Our chess player now advances the black king's pawn the two squares he is entitled, then takes a seat nearby, perhaps contemplating what white should do next, but so far as we as observers can see, he is only gazing fixedly at the board.

At length, another person strolls through the park-like setting, whereupon the individual in the duffle coat approaches him, with a flourish exposes the watches and cell phones. The stroller pauses, looks at the watches. "Do you," he says, "have something a bit more upmarket?"

"Ah," the man in the duffle coat says, plunging a beefy hand into a commodious pocket, then withdrawing a small black box, which he opens, then presents to the stroller.

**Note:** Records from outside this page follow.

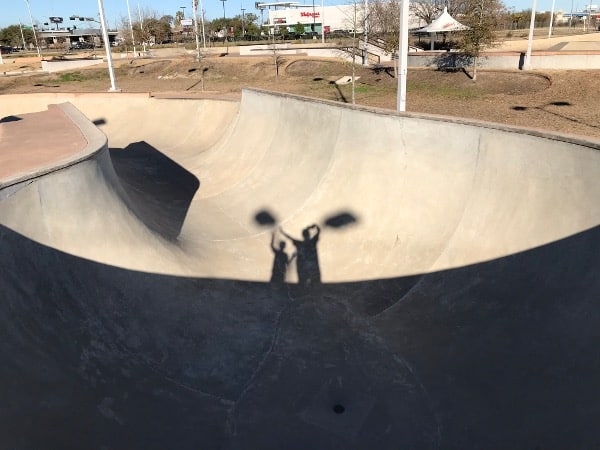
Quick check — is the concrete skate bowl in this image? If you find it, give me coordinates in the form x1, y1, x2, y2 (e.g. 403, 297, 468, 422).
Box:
0, 90, 600, 449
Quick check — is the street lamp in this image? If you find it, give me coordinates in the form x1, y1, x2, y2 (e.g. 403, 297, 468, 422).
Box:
220, 0, 227, 42
98, 0, 120, 92
127, 0, 137, 58
242, 8, 246, 39
396, 0, 409, 112
25, 0, 42, 58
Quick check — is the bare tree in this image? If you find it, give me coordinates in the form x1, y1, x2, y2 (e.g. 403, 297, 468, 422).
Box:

"A Rolex?" the stroller says.

"You'd think so, wouldn't you?" the duffle coat notes. "But I cannot lie to you, sir. Impressions of Rolexes do not always bear out to be Rolexes. I have here in another pocket a fountain pen most persons would swear is a Mountblanc, but if you examine the small letters on the clip, you will find them to say Montalbano."

"How much for the both?" stroller says, "watch and pen?"

There is no longer a question about a story being in progress here, the only question, or perhaps there is more than one, has to do with what kind. So far as the chess player is concerned, let us say a youngish woman, perhaps late twenties, perhaps a tattoo or so on one of her pliant young forearms, stops to regard the chess board.  "You might try bringing the white queen's pawn into play here," she suggests.

"I see you believe in a vigorous opening gambit," the chess player says.

What he does not know, nor do we, and, of course, both of "us" will discover is that the chess player, only yesterday, hustled the young woman's grandfather out of fifty dollars in a mate-in-ten-moves dare, and is about to be humiliated in one of the ways a young person is best equipped to humiliate--should she choose to do so--an older person.

Story is everywhere, even where you least expect it, and most certain of all, when you search for it with the desperation of searching for lost keys, when you can't seem to find it anywhere.